Il Comune di Prato distribuirà oltre 1,8 milioni di euro nei prossimi tre anni per incarichi esterni: il programma dei conferimenti è passato ieri in consiglio comunale. Per quest’anno si tratta di 686.132 euro; cifra simile per il prossimo anno e attorno ai 490 mila euro per il 2023. Il piano spiega che nel triennio, per questa finalità, il Comune impiegherà risorse proprie per oltre 1,1 milioni, mentre i restanti 696.000 euro arriveranno da contributi esterni.
Molto variegate le tipologie di incarichi assegnati a terzi, spesso con la motivazione di mancanza di una specifica professionalità all’interno dell’ente, come ad esempio agronomi, archivisti, figure in grado di redigere il piano economico finanziario per la concessione di impianti sportivi; oppure per la necessità di figure di supporto all’organico già esistente, come architetti urbanisti.
Un piano che non convince il consigliere della Lega Marco Curcio: “Questo lungo elenco di incarichi esterni è il segno evidente che tanti che non sono dipendenti comunali sono comunque a libro paga dell’ente, che peraltro seleziona queste figure in maniera del tutto discrezionale, limitandosi a richiedere un curriculum”.
“Quello che salta più all’occhio – dichiara il consigliere leghista Marco Curcio – sono i costi di promozione turistica, social media manager, figure che si occupano di pubblicizzare le attività culturali e le iniziative del Comune: incarichi che vengono ripetuti di anno in anno, sulla base di progetti che si adattano all’occorrenza, che molto spesso hanno un ritorno molto scarso in termini di visitatori e turisti” – osserva Curcio.

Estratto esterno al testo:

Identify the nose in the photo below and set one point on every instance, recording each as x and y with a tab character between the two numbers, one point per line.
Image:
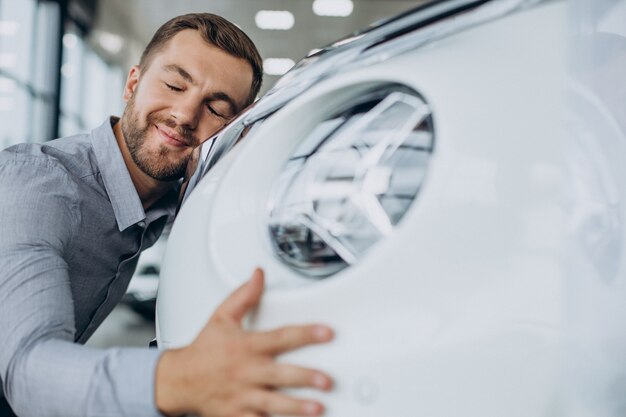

“Il ricorso a figure esterne, dovuto all’assenza di professionalità interne all’ente è una pratica frequente in tutti i Comuni – aggiunge Curcio -: a Prato, ad esempio, fioccano quando 35mila euro, quando 16mila, quando 20mila, anche per studiare alberi e forestazione o per esaminare i fascicoli da buttare o conservare. A tirare le somme, quindi, una cifra non indifferente che molto spesso i cittadini ignorano, perché il Comune di certo non si mette a pubblicizzare tutte queste spese che – a conti fatti – sono una fetta importante di denaro pubblico”.